Nelle scorse elezioni del 2022, che avevano visto William Ruto vincere per un soffio, con il 50,5 per cento di preferenze contro lo sfidante Raila Odinga, i giovani avevano deciso la tornata elettorale. Questo anche perché il 75 per cento della popolazione ha un’età compresa tra i 18 e i 35 anni. Nonostante, infatti, la partecipazione da parte dei giovani non fosse stata alta, quelli che erano andati a votare erano stati conquistati dalle promesse di Ruto.

Descrivendosi come un’alternativa altra rispetto alle dinastie politiche precedenti, prometteva di abbattere la disoccupazione e portare avanti nuovi progetti di sviluppo economico. Le aspettative del suo giovane elettorato erano già state messe in discussione con l’approvazione della legge finanziaria dello scorso anno: c’erano state manifestazioni e non erano mancati scontri con la polizia, morti e feriti. La storia si ripete dopo un anno, anche se, secondo i dati di Al Jazeera, sono state superate le trenta vittime e si contano decine di “sparizioni involontarie”

Le denunce di Amnesty

La vera domanda ora riguarda le sorti del paese, nel caso in cui la legge passasse senza ulteriori modifiche. È molto probabile che assisteremo a un pericoloso aumento delle proteste. Già la scorsa settimana, dopo il culmine delle stesse, il presidente aveva parlato alla nazione: «Le proteste legittime sono state dirottate da un gruppo di criminali organizzati. Gli eventi di oggi segnano un punto critico su come rispondiamo alle minacce alla nostra pace. Faremo in modo che una situazione di questa natura non si ripeta». Non è andata così.

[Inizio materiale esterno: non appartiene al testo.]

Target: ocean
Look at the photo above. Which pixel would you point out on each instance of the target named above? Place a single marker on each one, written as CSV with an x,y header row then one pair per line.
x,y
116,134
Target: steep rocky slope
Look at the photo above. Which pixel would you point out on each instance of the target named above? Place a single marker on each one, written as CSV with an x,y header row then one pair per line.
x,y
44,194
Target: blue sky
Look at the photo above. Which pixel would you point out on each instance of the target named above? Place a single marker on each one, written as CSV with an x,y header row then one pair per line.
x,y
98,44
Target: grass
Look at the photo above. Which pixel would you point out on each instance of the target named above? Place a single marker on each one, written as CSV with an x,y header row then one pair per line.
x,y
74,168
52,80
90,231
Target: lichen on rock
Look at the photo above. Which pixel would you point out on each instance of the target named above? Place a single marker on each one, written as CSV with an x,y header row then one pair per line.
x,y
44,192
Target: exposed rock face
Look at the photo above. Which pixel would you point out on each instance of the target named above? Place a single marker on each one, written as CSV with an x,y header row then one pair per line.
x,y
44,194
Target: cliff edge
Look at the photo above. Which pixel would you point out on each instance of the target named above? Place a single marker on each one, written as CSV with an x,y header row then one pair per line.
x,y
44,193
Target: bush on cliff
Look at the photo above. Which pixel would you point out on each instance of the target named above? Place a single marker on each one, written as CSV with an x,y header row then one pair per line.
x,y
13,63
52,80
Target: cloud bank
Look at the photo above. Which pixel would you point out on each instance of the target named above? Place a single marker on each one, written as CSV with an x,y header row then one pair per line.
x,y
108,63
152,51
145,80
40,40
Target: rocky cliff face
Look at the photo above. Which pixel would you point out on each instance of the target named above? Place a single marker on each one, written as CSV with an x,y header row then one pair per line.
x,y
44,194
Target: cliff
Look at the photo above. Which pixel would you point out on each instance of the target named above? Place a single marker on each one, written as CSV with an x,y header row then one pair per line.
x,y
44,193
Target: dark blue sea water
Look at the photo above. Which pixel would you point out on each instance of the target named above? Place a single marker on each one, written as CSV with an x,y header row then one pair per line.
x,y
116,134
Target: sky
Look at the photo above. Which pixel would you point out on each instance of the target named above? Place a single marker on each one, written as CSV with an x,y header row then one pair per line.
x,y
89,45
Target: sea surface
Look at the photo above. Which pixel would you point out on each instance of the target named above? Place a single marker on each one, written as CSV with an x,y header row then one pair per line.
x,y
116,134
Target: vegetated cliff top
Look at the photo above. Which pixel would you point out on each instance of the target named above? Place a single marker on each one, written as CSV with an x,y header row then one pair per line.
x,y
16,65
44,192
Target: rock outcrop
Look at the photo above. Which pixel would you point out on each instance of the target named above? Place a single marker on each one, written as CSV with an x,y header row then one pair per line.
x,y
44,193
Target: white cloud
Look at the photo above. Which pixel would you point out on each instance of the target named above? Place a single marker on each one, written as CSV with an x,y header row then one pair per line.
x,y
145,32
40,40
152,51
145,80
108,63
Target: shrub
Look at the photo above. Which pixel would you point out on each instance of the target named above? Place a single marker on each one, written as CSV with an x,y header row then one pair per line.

Dopo una settimana, le proteste continuano. Amnesty International, nel suo sito, ha denunciato una serie di violazioni che il suo personale ha subito nel corso degli ultimi giorni: «Il personale medico è stato attaccato, arrestato da funzionari statali e le liste dei pazienti sono state rubate dai centri di emergenza mobili che si occupano dei feriti. Agli avvocati è stato negato l’accesso ai loro clienti, sono stati arrestati e intimiditi da funzionari statali per abbandonare i casi. I giornalisti che seguivano le proteste hanno avuto le loro telecamere confiscate, e sono stati arrestati e picchiati in pieno giorno. Il personale che gestisce le linee di assistenza e i fondi istituiti per supportare la rappresentanza legale e l’assistenza medica ha dovuto affrontare diverse esperienze».

Cosa succede ora?

Questa settimana Nairobi e diverse altre città sono state scenario di nuovi scontri, nelle giornate da martedì 2 luglio a giovedì 4 luglio. Nuove manifestazioni sono state annunciate per la prossima settimana. Quelle che erano iniziate come proteste guidate dai giovani contro la legge finanziaria sono diventate dimostrazioni contro il presidente Ruto. Una delle maggiori critiche che ora vengono avanzate, infatti, riguarda l’uso della violenza da parte della polizia durante le proteste e l’incredibile aumento di arresti e “sparizioni involontarie” di giovani manifestanti. La strategia di questi ultimi allora è di coinvolgere un numero sempre maggiore di kenioti nelle proteste, perché, come ha affermato un manifestante ai media alla domanda se fosse spaventato: «Ora ho paura. Ma il governo deve capire che può innescare la paura dentro di noi, ma non può ucciderci tutti».